Der Vergleich von Corona-Maßnahmen mit totalitärer Politik oder gar dem Faschismus komme einer Verharmlosung der Nazi-Herrschaft gleich, kritisierte auch SPÖ-Chefin Pamela Rendi-Wagner in einer Aussendung. "Es beginnt mit der Sprache und mit Symbolen - überall, auf der Straße, im öffentlichen Raum, im privaten Bereich, im Parlament. Wir alle sind aufgefordert, achtsam zu sein." Es dürfe null Toleranz gegenüber Antisemitismus, Ausgrenzung und Hass geben. "Gerade in einer Zeit der globalen Verunsicherung durch die Pandemie, in der zunehmend antisemitisches Gedankengut verbreitet wird, ist es unabdingbar, dass wir uns an den Holocaust nicht nur erinnern, sondern auch Zivilcourage zeigen und zu widersprechen, wenn antisemitische oder fremdenfeindliche Worte fallen", meinte auch NEOS-Chefin Beate Meinl-Reisinger.

PULS 24 Anchor Thomas Mohr spricht mit PULS 24 Anchorwoman Bianca Ambros über die Gedenkveranstaltung in Mauthausen.

Seitens der FPÖ erklärte der Dritte Nationalratspräsident Norbert Hofer in einer Aussendung, es sei die Verpflichtung der Republik Österreich, "unsere jüdischen Mitbürger vor Angriffen und Anfeindungen zu schützen". Die Verbrechen des Nationalsozialismus dürften sich nicht wiederholen. "Wir müssen uns vor Augen halten, dass der Mensch unter bestimmten Voraussetzungen zu unfassbaren Taten fähig ist. Es ist eine Mischung aus Angst, Hass und Verblendung, die solche Entwicklungen möglich macht", meinte Hofer. "Es ist Aufgabe verantwortungsvoller Politik, Mut zu machen, Angst zu nehmen und Verführer bloßzustellen."

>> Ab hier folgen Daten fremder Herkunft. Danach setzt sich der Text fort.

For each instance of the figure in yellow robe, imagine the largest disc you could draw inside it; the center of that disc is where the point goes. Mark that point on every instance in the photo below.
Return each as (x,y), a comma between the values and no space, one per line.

Gedenkveranstaltung "Jetzt Zeichen setzen"

"Antisemitismus hat in unserer Gesellschaft keinen Platz und es darf ihm auch kein Raum gegeben werden", erklärte auch FPÖ-Chef Herbert Kickl in einer Aussendung. "Nur wenn wir den Opfern dieser unbeschreiblichen Tragödie eine Stimme geben, die nie verstummt, kann ihnen auch in Zukunft ihr Platz unter uns gesichert sein. Mit der Ermordung der jüdischen Bevölkerung hat unser Land nicht nur Wissenschaft, Kunst und Kultur, sondern auch einen Teil seiner Seele verloren." Es sei das Gebot der Stunde, "die Demokratie zu festigen und allen Formen aufkeimender autoritärer Tendenzen in Österreich entschieden entgegenzutreten - egal, woher sie kommen", ließ Kickl wissen. Der FPÖ-Chef hatte der aktuellen Bundesregierung unter anderem wegen ihrer Corona-Politik immer wieder unterstellt, "autoritär" zu agieren.